Ask HN: Using vague metaphors as job requirements - karipatila

What comes to mind when you come across a job opening which requires you to be a "CSS rockstar" or a "PHP wizard"? Is this a by-product of a job market so oversaturated with incompetence that the employers must resort to extremes to make sure only people with real talent apply, or should I just disregard the entire thing as a meaningless trend?
======
tiffani
I don't see anything wrong with it if you actually know what all that (being a
supposed "rockstar" in a field) entails. It only annoys me when I hear it
thrown around in general conversation by folks who have no clue what a
"insert-programming-language-or-framework-or-markup-language here" rockstar
really is and they're just tossing it around because they've heard somebody
else say it.

> "Is this a by-product of a job market so oversaturated with incompetence
> that the employers must resort to extremes to make sure only people with
> real talent apply"

I think it might be. I figure folks would still just ask for an "expert" in a
job description if that concept hadn't been taken up by a bunch of folks that
aren't (in fields _everywhere_ \--not just writing code).

------
coryl
Copy written like that are probably from younger companies/startups with less
care for rules and being formal.
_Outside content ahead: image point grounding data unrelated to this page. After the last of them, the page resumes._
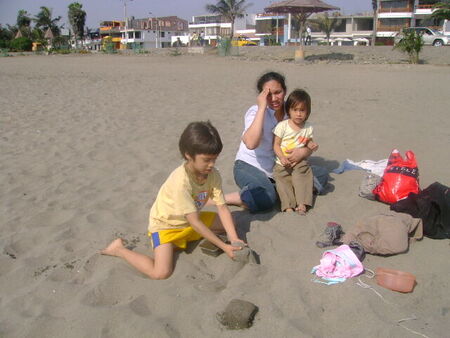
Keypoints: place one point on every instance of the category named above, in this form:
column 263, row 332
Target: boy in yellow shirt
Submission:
column 175, row 217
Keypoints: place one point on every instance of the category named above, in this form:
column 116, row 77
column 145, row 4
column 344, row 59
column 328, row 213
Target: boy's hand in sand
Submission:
column 262, row 98
column 285, row 162
column 230, row 249
column 313, row 146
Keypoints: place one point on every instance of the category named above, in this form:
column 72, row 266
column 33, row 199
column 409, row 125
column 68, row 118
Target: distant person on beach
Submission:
column 294, row 183
column 253, row 167
column 175, row 217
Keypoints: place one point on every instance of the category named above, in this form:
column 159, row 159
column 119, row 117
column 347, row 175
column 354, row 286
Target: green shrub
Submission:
column 411, row 43
column 22, row 44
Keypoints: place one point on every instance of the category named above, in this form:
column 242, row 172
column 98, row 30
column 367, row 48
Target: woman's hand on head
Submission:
column 285, row 162
column 229, row 250
column 262, row 98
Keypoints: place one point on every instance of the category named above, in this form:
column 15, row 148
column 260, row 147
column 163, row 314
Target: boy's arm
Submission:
column 278, row 151
column 312, row 145
column 194, row 220
column 228, row 223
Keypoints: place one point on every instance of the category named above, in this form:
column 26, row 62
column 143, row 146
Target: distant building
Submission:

They're just describing the type of people
they want and are looking for. Nobody wants someone "proficient in CSS",
"experienced with PHP". If the applicant is uncomfortable describing
themselves as wizards/rockstars, they're probably unqualified for the
position, right?

------
ploppybob
I read that kind of thing as "only those suffering from severe Dunning-Kruger
syndrome need apply".

------
yesbabyyes
I would assume that the people you would be working for are kind of corny,
FWIW.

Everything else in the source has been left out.